Ex-Members “short-circuits” because it balances traditional literary pleasures with experimental aspects that refute their “correct” function. In addition to the novel’s purposefully messy hybrid and nonlinear construction—including sections of transcribed interviews with band members as well as Carey’s tape-recorded monologues—Ex-Members makes you fall in love with compelling characters who then vanish from the text. It also simply never fully explores plot material that, red-herring-like, seemed of central importance. An example of both subversions is the story of Carey’s father, who becomes obsessed with the tower and the traumatic, perhaps imagined experience of seeing someone fall from it to their death. I would have very happily read a whole novel about how Carl Carey translates experiences from his life into his niche job as a board game designer; but it’s like the sheer chilling power of his section’s final paragraph sweeps readers away from access to him. Having befriended a construction worker who worked on the hotel, Carey finally summons the courage to ask, via letter, if he knew anything about the death. “‘If there is someone to mourn, I’d like to be able to mourn them,’” his letter ends. “Six months passed before a response came. ‘There is no one to mourn,’ read the letter in its entirety.” Which of course could have at least three meanings.
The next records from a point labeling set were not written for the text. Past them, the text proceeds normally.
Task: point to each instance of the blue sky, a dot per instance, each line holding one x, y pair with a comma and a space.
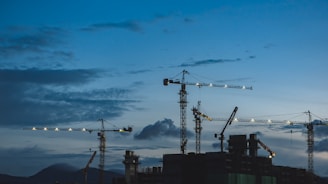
71, 63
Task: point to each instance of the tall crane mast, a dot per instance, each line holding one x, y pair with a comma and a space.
183, 102
198, 127
230, 120
309, 126
102, 140
85, 170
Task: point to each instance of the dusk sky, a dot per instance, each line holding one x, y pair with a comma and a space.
70, 63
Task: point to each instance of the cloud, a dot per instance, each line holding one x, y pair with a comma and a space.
208, 62
48, 76
165, 127
32, 159
139, 71
37, 97
41, 46
128, 25
39, 40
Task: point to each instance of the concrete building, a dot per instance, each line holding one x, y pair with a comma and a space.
241, 165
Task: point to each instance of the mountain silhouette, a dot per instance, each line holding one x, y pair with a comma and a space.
61, 174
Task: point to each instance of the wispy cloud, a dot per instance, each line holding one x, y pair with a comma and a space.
128, 25
165, 127
44, 97
41, 44
208, 62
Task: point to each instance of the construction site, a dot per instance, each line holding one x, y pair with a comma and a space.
237, 163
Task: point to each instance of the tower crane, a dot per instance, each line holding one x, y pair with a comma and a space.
309, 126
198, 128
102, 140
230, 120
183, 102
272, 153
85, 170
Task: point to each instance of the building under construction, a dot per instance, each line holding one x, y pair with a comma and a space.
240, 165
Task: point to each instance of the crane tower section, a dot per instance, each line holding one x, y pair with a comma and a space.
183, 102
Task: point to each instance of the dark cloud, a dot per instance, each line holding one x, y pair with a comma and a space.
321, 131
32, 159
128, 25
208, 62
36, 97
165, 127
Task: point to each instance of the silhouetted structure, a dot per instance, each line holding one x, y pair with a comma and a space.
238, 166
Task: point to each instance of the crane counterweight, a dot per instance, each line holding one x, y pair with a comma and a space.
183, 101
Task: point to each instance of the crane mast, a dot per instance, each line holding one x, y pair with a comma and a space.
183, 102
85, 170
231, 118
102, 140
310, 141
198, 128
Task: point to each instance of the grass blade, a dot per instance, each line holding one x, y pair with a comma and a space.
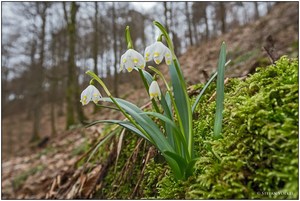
205, 87
220, 92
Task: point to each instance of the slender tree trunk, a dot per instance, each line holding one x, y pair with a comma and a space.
195, 32
115, 50
206, 24
256, 9
52, 116
188, 19
223, 17
73, 93
40, 73
166, 15
95, 44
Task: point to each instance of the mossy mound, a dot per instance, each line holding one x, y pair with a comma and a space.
257, 156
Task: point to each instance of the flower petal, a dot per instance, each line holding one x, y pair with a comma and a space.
149, 53
154, 90
168, 56
85, 96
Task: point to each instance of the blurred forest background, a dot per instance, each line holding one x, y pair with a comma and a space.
47, 47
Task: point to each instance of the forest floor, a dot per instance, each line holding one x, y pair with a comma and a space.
33, 172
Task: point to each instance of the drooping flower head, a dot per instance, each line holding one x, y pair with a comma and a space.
130, 59
154, 90
157, 51
90, 93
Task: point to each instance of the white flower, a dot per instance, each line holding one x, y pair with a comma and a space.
157, 52
130, 59
154, 90
90, 93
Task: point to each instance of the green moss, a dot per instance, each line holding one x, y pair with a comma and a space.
259, 148
257, 157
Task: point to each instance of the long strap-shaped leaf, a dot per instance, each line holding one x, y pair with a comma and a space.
220, 92
205, 87
146, 123
182, 101
125, 124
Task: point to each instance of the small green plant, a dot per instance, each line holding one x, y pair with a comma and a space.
173, 133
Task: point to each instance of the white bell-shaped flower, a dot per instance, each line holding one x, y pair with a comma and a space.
90, 93
154, 90
130, 59
157, 52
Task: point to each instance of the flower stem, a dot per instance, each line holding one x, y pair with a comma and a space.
128, 38
172, 99
95, 77
147, 89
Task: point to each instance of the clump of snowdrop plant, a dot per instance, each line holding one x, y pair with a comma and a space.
173, 134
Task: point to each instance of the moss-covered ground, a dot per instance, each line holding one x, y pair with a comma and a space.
256, 158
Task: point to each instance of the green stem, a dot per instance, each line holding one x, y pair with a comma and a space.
147, 89
189, 109
172, 99
128, 38
94, 76
183, 85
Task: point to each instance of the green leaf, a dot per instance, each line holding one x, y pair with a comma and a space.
147, 75
100, 143
166, 105
126, 124
204, 88
189, 170
179, 137
220, 92
179, 161
146, 123
182, 102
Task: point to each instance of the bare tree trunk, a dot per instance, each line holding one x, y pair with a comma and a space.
206, 24
40, 72
73, 104
187, 14
95, 44
166, 16
115, 50
195, 31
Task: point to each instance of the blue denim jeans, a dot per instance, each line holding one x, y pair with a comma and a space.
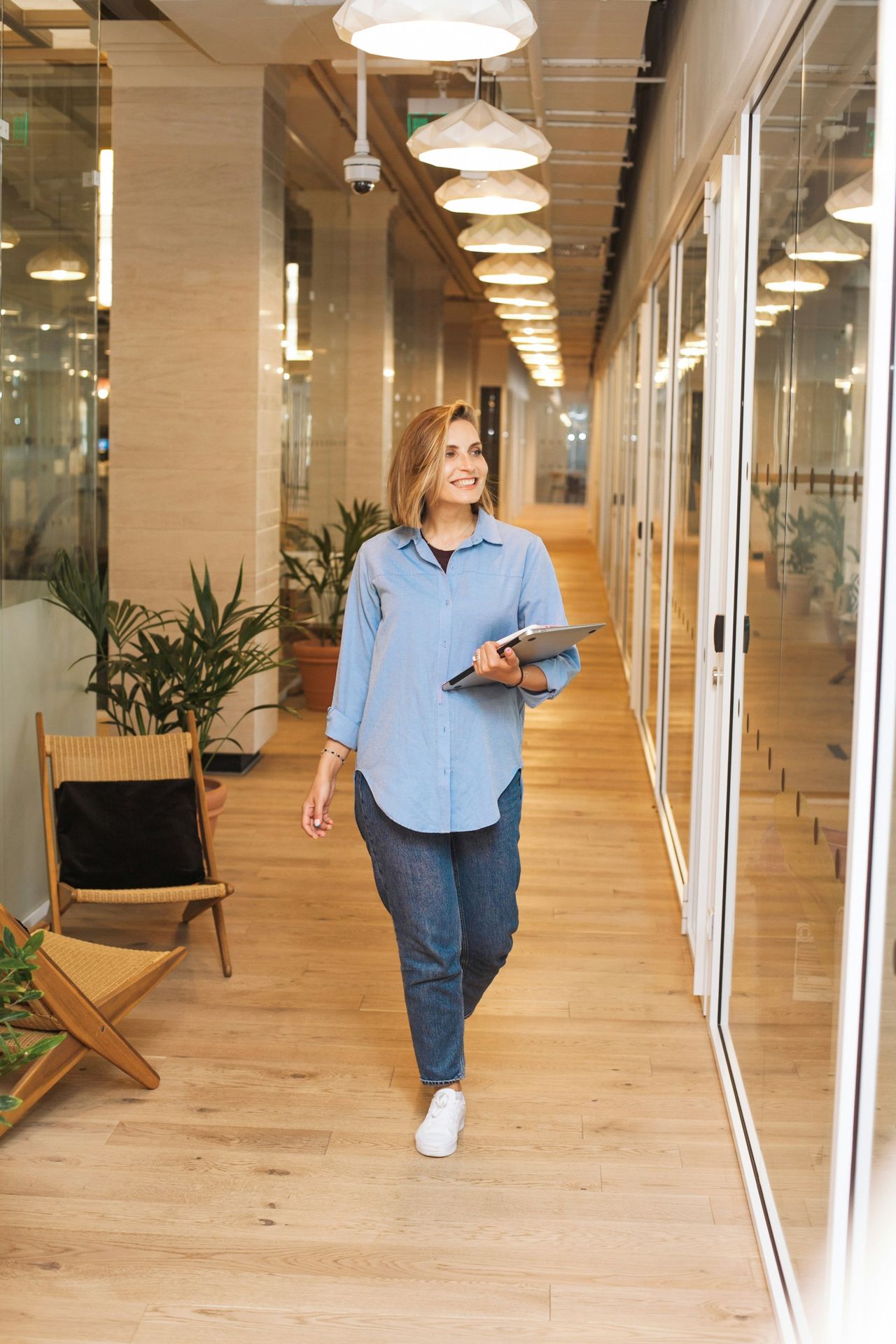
451, 897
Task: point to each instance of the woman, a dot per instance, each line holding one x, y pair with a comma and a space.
438, 780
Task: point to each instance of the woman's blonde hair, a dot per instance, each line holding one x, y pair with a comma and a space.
416, 468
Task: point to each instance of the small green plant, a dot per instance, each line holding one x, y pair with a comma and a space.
150, 667
328, 573
770, 505
18, 965
832, 531
799, 546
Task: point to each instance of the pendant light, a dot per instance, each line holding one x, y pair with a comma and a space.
830, 239
511, 237
524, 315
57, 262
801, 277
524, 296
479, 137
771, 307
514, 270
492, 194
855, 203
444, 31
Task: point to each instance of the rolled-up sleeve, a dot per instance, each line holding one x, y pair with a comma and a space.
542, 604
360, 622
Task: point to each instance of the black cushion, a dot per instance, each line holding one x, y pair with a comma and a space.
128, 834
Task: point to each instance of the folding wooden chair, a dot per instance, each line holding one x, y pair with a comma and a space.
86, 990
167, 756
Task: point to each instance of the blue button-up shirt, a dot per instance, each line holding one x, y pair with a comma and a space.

The one not to be mourned is potentially another character whose intriguingness is counteracted by their textual ephemerality: Greil Reed, a coworker of Mallory Polis, Dean Polis’s mother. Like the ineffable wrongness of the tower, there’s something wrong with Greil Reed. In some ways, he’s very talented at his job and very superficially put together, a wunderkind. (“Could one still be a wunderkind in one’s late thirties? she wondered.”) But small details of his speech and comportment are uncanny, as are his interests outside of work, in particular The Alphanumeric Murders: A David Peter Fielding Mystery, his self-published novel based on a previous urban planning project gone awry. (Mallory loses track of her gifted copy; later, it’s mentioned that Dean made up the band name but nobody knows what inspired it—just one of many fun Easter eggs.) The doomed New Dutchess project seems fated for a sequel. Greil’s increasing obsession with the tower results in behavior so bizarre that, leading up to his sudden disappearance, he nearly gets fired. For years, there are only rumors, until Mallory is contacted by the police and shown some vandalization assumed to be Reed’s on the inside walls of the tower:
These were words and they spelled out a narrative and, as she looked up, she realized that they went higher than her reach, they went higher than the reach of someone much taller, that they reached heights that no one could have reached without some sort of ladder or apparatus.
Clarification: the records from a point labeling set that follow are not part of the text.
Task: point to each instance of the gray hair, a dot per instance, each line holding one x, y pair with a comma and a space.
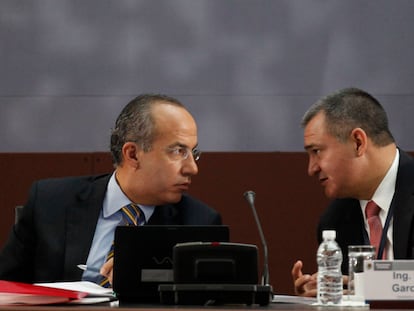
136, 124
351, 108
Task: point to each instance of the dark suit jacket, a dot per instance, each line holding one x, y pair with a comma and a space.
345, 216
56, 228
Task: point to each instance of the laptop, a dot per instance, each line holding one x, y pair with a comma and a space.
143, 257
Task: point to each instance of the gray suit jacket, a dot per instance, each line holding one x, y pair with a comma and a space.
56, 228
345, 216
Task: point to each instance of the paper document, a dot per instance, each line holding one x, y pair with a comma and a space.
93, 289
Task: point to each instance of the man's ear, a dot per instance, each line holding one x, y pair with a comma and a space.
130, 153
360, 140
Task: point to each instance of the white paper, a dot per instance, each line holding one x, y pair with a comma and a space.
93, 289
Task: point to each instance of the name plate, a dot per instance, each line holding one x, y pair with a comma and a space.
388, 279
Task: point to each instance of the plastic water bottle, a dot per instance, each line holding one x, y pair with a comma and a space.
329, 259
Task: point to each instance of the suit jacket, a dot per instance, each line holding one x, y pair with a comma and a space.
345, 216
56, 228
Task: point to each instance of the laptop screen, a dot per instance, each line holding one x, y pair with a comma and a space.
143, 257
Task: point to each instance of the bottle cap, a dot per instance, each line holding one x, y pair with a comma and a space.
329, 234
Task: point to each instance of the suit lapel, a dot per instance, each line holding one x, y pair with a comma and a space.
81, 223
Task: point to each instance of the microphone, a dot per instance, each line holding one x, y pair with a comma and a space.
250, 196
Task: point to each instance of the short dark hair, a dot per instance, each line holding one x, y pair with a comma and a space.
136, 124
348, 109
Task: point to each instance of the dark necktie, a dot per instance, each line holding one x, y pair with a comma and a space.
131, 216
375, 228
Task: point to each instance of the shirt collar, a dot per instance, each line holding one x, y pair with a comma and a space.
115, 199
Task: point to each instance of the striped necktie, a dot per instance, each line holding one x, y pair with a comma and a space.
132, 215
375, 227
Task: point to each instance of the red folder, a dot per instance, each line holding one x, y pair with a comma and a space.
24, 288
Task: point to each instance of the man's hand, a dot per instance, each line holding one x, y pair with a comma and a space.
107, 269
305, 284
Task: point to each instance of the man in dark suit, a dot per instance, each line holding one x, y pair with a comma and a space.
354, 156
71, 221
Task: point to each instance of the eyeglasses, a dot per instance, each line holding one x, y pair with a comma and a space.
182, 153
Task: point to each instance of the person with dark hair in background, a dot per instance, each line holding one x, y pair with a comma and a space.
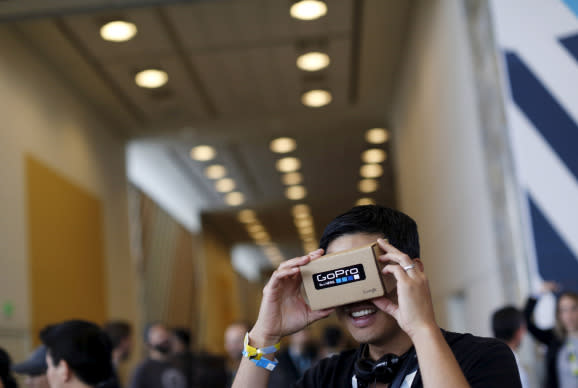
508, 325
157, 371
34, 368
6, 378
181, 352
120, 334
562, 341
294, 360
401, 344
79, 355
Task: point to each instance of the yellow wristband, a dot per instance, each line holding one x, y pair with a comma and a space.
256, 353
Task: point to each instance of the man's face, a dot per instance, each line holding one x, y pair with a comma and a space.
160, 339
365, 322
40, 381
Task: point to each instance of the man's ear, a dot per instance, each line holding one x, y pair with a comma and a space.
64, 371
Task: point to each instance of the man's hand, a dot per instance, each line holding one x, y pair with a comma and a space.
414, 308
283, 310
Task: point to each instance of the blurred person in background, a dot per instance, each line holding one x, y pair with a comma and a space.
181, 352
233, 339
34, 369
561, 341
120, 334
294, 360
332, 341
6, 378
79, 355
158, 371
509, 325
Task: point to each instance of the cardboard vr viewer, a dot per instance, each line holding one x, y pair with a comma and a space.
345, 277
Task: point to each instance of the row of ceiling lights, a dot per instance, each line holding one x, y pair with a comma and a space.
289, 166
259, 234
295, 190
218, 173
372, 159
122, 31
The moment and the implications reach higher, too, than my mind can reach, a connection profound but tenuous between The Alphanumeric Murders, the workers’ blood smeared on the walls, and Ex-Members, the tower completing a textual journey from setting to objective correlative to form of the novel itself—“words across the walls of several stories like some sort of binding spell or unwieldy manifesto.”
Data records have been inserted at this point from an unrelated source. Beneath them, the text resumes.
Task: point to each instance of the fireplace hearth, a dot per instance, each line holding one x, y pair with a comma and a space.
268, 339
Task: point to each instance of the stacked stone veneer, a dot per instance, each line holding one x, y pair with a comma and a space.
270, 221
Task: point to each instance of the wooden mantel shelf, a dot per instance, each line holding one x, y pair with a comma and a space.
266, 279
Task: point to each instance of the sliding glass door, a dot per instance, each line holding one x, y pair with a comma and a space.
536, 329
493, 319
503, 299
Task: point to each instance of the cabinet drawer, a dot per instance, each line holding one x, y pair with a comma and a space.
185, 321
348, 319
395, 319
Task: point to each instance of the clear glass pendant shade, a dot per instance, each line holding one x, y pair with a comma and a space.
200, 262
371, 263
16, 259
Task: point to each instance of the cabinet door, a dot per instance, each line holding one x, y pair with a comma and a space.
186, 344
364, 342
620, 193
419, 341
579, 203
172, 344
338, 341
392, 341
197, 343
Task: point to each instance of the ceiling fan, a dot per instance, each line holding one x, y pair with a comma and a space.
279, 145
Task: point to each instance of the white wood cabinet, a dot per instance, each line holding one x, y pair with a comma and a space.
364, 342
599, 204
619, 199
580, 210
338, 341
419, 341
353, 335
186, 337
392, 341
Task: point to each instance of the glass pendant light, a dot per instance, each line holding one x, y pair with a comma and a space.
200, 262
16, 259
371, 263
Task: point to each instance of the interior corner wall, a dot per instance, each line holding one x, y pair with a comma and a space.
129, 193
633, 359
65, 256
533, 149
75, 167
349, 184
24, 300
With pun on “stories,” pun on “Reed,” Ex-Members indeed reads somewhat like interconnected stories assembled around the pull of the tower. Its effect on me as a reviewer is that I’ve barely talked about music, about the band, about the characters at the center of the novel. But to live in a place like New Dutchess, to be drawn inexorably back to it like Virgil Carey, to get punk music, is to understand something about the periphery. I don’t know that much about New Jersey punk music in the 1990s, way more than before, of course, but I can appreciate the confidence it takes to write a novel composed of false trails. Whole lives are lived as such, Ex-Members suggests, characters defined by memberships long lapsed. It could be worse, the novel also suggests, and there’s always the hope for a reunion.